Через минуту послышались тихие шаги. В палату заглянул незнакомец в гостевом одноразовом халате:
– Эрнст Генрихович, сударыня, я Виктор. Меня Кирилл Львович отправил занять пост в отделении. За дверью – Василий, на входе в отделение сидит Сергей, ещё двое в палате напротив, отдыхают. Меняться будем через каждые два часа.
– Чудненько. Моя клиника превращается в филиал КТУ, кроме прочих прелестей. Думаю, ваше постоянное присутствие в палате не является таким уж необходимым. Пациентке нужен хоть иногда покой.
– Простите мне мою бестактность, но покой может стать вечным. Я, как старший группы, периодически буду осматриваться здесь, а находиться около служебного лифта в коридоре или в палате напротив. – Парень осмотрел окна, поправил жалюзи, козырнул и вышел.
– Понял и смирился. – Вельден плюхнулся на стул у кровати, всё ещё глядя на неё как на восьмое чудо света.
– Эрик, а кто меня нашёл и как? Я помню темноту и холод, боль, ужасный запах. Потом кто-то приказал меня пустить в расход. Дальше ничего не помню. Голос Кирилла! Я его там слышала! А очнулась здесь, и в памяти провал. Какое сегодня число? Что ты на меня уставился как на матерящуюся пятилетнюю девочку с саблей в руке? Эрик, это я!
– Знаешь, я предпочёл бы перенести этот разговор. Ты ещё слишком слаба. И каша бурлит теперь уже у меня в голове. Не укладывается, что это ты вот так и вообще… Охренеть! Йоль, я даже не знаю, что сказать.

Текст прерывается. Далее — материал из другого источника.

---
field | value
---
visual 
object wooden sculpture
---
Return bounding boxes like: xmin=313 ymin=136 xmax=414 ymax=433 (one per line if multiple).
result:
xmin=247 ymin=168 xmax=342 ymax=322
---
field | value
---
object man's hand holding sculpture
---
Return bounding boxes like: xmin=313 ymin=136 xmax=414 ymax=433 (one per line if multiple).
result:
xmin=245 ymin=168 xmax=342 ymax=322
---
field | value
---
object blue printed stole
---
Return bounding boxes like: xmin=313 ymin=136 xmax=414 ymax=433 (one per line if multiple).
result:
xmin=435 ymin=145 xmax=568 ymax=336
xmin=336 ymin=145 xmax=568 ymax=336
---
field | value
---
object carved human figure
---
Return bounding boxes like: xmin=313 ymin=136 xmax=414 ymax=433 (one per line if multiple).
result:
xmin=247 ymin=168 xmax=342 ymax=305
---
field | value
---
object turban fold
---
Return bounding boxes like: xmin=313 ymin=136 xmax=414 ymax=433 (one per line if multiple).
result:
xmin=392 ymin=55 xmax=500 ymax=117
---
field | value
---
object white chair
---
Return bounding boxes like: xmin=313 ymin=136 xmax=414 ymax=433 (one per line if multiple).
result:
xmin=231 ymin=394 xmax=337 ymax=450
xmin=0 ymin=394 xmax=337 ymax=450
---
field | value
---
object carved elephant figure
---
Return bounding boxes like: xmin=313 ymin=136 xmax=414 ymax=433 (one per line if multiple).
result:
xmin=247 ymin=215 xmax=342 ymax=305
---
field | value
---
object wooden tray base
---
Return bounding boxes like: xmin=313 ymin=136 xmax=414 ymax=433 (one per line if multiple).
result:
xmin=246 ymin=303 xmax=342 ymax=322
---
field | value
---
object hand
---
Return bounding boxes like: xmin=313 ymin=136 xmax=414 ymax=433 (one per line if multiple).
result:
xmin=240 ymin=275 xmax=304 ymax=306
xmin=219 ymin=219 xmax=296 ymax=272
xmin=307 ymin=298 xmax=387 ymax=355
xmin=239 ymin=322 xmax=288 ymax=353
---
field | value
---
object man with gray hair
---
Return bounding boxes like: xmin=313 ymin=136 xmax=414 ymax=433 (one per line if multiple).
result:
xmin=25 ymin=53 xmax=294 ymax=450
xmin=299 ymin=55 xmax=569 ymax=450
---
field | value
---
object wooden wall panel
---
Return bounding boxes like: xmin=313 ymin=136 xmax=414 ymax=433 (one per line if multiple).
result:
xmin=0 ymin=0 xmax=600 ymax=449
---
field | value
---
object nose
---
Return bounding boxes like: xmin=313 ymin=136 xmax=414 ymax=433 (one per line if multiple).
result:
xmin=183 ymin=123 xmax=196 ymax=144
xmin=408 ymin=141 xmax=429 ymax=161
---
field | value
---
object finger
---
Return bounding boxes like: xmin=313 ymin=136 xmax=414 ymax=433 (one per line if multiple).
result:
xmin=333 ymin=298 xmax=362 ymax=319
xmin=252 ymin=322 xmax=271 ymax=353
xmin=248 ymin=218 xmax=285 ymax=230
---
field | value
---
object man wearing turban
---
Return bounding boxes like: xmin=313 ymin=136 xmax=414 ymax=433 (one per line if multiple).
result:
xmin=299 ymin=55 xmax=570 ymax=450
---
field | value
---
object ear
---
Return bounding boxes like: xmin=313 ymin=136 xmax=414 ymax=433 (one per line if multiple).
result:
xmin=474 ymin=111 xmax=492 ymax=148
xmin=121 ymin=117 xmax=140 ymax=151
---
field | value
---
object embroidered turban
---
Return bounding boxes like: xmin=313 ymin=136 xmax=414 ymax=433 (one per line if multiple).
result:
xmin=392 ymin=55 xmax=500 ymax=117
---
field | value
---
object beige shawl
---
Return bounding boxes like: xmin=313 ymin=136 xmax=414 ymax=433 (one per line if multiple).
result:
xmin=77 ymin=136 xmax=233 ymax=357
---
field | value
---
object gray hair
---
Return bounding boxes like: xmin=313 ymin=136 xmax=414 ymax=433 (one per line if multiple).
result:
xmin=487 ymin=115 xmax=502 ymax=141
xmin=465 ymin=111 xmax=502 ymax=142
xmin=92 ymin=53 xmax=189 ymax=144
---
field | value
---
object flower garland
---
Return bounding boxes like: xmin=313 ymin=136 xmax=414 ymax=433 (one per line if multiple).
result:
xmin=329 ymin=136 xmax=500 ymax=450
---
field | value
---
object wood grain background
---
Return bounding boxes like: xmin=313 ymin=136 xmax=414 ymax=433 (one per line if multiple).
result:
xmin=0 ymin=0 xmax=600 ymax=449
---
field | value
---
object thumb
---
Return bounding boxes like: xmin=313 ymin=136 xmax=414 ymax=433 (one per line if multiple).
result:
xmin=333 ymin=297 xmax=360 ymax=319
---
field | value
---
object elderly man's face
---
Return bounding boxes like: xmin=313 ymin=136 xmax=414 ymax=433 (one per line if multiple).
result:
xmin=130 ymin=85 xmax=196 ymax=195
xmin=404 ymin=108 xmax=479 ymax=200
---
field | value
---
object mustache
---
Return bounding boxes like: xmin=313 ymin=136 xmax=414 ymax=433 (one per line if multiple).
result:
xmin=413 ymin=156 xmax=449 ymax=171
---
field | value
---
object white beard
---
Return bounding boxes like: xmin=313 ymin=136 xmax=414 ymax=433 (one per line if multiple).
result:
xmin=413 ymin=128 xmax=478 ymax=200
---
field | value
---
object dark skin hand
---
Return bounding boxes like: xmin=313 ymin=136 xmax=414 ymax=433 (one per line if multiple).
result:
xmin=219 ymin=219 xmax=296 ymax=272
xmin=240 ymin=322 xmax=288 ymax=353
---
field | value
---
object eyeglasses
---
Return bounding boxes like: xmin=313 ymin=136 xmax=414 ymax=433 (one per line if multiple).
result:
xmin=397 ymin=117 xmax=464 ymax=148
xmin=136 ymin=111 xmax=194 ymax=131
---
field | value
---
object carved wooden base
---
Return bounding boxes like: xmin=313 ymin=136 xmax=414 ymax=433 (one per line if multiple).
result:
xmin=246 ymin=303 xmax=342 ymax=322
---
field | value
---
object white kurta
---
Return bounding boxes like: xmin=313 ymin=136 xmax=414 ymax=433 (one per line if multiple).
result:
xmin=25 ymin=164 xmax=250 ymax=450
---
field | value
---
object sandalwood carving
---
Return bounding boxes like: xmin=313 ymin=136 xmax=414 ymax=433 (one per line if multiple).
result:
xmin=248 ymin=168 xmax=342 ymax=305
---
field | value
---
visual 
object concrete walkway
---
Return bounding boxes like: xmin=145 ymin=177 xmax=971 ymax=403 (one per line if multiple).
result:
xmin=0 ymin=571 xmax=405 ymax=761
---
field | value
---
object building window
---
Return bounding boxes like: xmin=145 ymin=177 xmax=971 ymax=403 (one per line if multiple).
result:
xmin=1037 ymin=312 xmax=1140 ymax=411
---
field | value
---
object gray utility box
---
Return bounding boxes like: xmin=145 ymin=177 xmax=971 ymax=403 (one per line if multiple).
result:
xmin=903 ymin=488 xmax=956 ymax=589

– Просто ответь на вопросы.
– Почему ты никому ничего не сказала? Зачем сама полезла? Господи, ведь есть специально обученные люди для таких операций!
– Эти специально обученные люди не захотели пальцем шевельнуть, когда я к ним приходила. Я пыталась доказать, что папу убили. А они кивали и забывали о моих словах, едва я закрывала за собой дверь. Им так было проще, а возможно, так было нужно.
– Но ты могла хоть Валере позвонить?! Мы бы тебе помогли! Этого всего можно было избежать. Почему ты закрылась от всех?
– На то были причины. Брось! Это было только моё дело. Я у тебя кое-что спросила.
– Йоль, давай потом? Я сейчас, по-моему, и как меня зовут не вспомню.
– Вельден, не зли меня! Я имею право знать!
– Хорошо. Сегодня двадцать девятое октября. Кирилл проводил операцию по твоему освобождению. Пока достаточно. Остальное – позже. Даже не упрашивай, я сказал – позже. С ума сойти! Вот и Мышка-малышка! Офигеть!
– Это правда, что Кирилл сказал? Я же убийца, неужели и в самом деле не арестуют?
– Кириллу можешь доверять, как и мне. Его слово твёрже алмаза.
– Но… – Йоле растерянно посмотрела на него.
– Мне нужно пойти поработать немного, а тебе нужно отдохнуть. Ничего не бойся. Тебя сейчас будем охранять покруче, чем коронованную особу. Я скоро вернусь, и тогда попробуешь встать. Мышка, мы тебя никому не позволим даже пальцем тронуть, обещаю. Пожалуйста, думай только о хорошем, не возвращайся туда. Разрешаю даже думать обо мне в резкой и ругательной форме. – Эрик наклонился, коснулся губами её щеки, потом, снова не удержавшись, крепко поцеловал и вышел. Охрану предупредил, кого можно пропускать, а кого нет, хотя это было лишним. Ребята уже знали почти весь персонал в лицо, а посторонних в реанимации не бывает. А главное – не спускать глаз с хулиганистой пациентки.